Your Brakes and Why Preventative Maintenance Helps
The brakes on your vehicle work hard every time you drive. When you slow down in traffic, stop at a red light, or must maneuver a quick hard stop because of an obstruction in the road your brakes are at work. Over time the use of your brakes causes normal wear and tear, which can render them ineffective or useless. It’s important to have regular maintenance performed on your braking system to keep it in tip top shape, and provide safe driving conditions for you and your family.
What Makes a Brake
The brake system in your vehicle is comprised of a disc, also called a rotor, a caliper, and the brake pad. From inside the car, it seems like all that happens is a push on the brake pedal, and the vehicle stops. But inside the car, this depressed pedal sends brake fluid through the brake lines as a piston moves in the master cylinder. As pistons in the caliper are initiated, the brake shoe pushes against the rotor, causing friction on the brake drum. Essentially, this pressure caused by your brake pad on the drum will slow the roll of your vehicle, and eventually cause it to stop.

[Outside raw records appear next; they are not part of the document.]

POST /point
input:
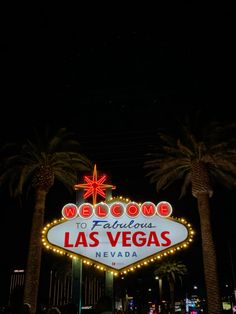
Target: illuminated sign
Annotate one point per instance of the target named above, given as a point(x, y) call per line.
point(117, 235)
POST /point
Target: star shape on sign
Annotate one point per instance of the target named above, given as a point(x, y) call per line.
point(94, 186)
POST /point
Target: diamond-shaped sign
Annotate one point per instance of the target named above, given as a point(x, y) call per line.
point(118, 243)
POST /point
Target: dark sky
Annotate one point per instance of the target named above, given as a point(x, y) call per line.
point(116, 78)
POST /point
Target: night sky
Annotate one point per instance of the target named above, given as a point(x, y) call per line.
point(116, 79)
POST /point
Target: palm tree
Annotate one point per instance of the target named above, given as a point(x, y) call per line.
point(36, 165)
point(171, 270)
point(197, 160)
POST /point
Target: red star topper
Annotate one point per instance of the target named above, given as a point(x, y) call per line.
point(94, 186)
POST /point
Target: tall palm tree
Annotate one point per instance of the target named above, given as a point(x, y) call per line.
point(197, 159)
point(171, 270)
point(35, 165)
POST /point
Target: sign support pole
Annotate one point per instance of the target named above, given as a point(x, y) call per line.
point(109, 291)
point(77, 284)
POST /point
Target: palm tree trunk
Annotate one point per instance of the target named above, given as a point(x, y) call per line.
point(34, 254)
point(172, 297)
point(209, 256)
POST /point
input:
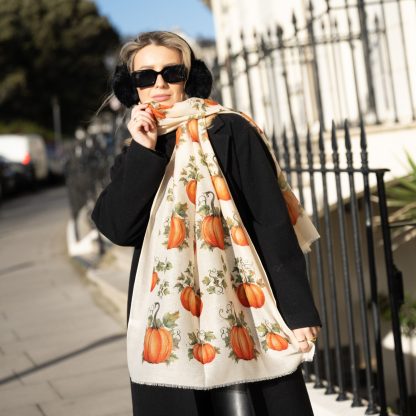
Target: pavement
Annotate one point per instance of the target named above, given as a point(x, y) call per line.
point(63, 316)
point(61, 350)
point(110, 274)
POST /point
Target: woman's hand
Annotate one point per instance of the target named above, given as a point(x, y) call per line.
point(142, 126)
point(303, 335)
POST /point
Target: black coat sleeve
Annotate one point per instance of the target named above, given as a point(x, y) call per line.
point(271, 230)
point(122, 209)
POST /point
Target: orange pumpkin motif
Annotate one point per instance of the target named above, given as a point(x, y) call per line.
point(155, 278)
point(238, 235)
point(158, 113)
point(210, 102)
point(158, 340)
point(242, 343)
point(177, 232)
point(276, 342)
point(212, 231)
point(250, 295)
point(193, 129)
point(221, 188)
point(204, 353)
point(292, 205)
point(191, 190)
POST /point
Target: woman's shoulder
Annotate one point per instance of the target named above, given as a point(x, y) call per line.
point(231, 122)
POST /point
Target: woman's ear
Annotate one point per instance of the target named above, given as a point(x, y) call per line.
point(123, 86)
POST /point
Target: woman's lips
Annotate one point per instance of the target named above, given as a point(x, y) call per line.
point(161, 97)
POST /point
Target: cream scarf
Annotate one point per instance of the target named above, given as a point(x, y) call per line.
point(203, 314)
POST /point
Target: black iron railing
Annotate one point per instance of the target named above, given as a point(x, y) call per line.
point(343, 266)
point(306, 74)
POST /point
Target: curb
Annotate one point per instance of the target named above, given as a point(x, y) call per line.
point(108, 278)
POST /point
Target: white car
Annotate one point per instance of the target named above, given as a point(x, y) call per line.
point(29, 150)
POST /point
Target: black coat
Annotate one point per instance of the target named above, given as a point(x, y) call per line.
point(122, 210)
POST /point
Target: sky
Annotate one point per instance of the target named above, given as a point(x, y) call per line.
point(130, 17)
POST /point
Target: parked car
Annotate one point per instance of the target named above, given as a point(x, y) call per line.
point(8, 177)
point(28, 151)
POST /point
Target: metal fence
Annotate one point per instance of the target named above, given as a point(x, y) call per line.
point(343, 262)
point(86, 174)
point(350, 60)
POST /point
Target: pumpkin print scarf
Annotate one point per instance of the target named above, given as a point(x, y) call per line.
point(203, 314)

In this way, you can see that your brakes are powered by much more than a simple pedal on the floor of your vehicle. It takes many working factors to make your car stop safely and timely on the road. Which is why it’s super important to keep every part in working order through continued preventative maintenance.
Why Choose a Mechanic?
Brake pad replacement is one of the minor jobs that many DIY car owners decide to try themselves. While it’s certainly one of the easier fixes to master over time, it’s important that you know exactly what you’re doing if you attempt this at home. When it comes to something as important as your brakes, we at Glenn’s Auto Repair, always recommend a certified mechanic over a DIY job. You may save yourself a few bucks, but if the pad isn’t fitted properly, or damage occurs to the caliper or other brake components during the fix, your vehicle may be rendered unsafe on the roads.
If your brakes are squeaking, sticking, or seem to take much more pressure than usual to engage, it’s time to see a mechanic.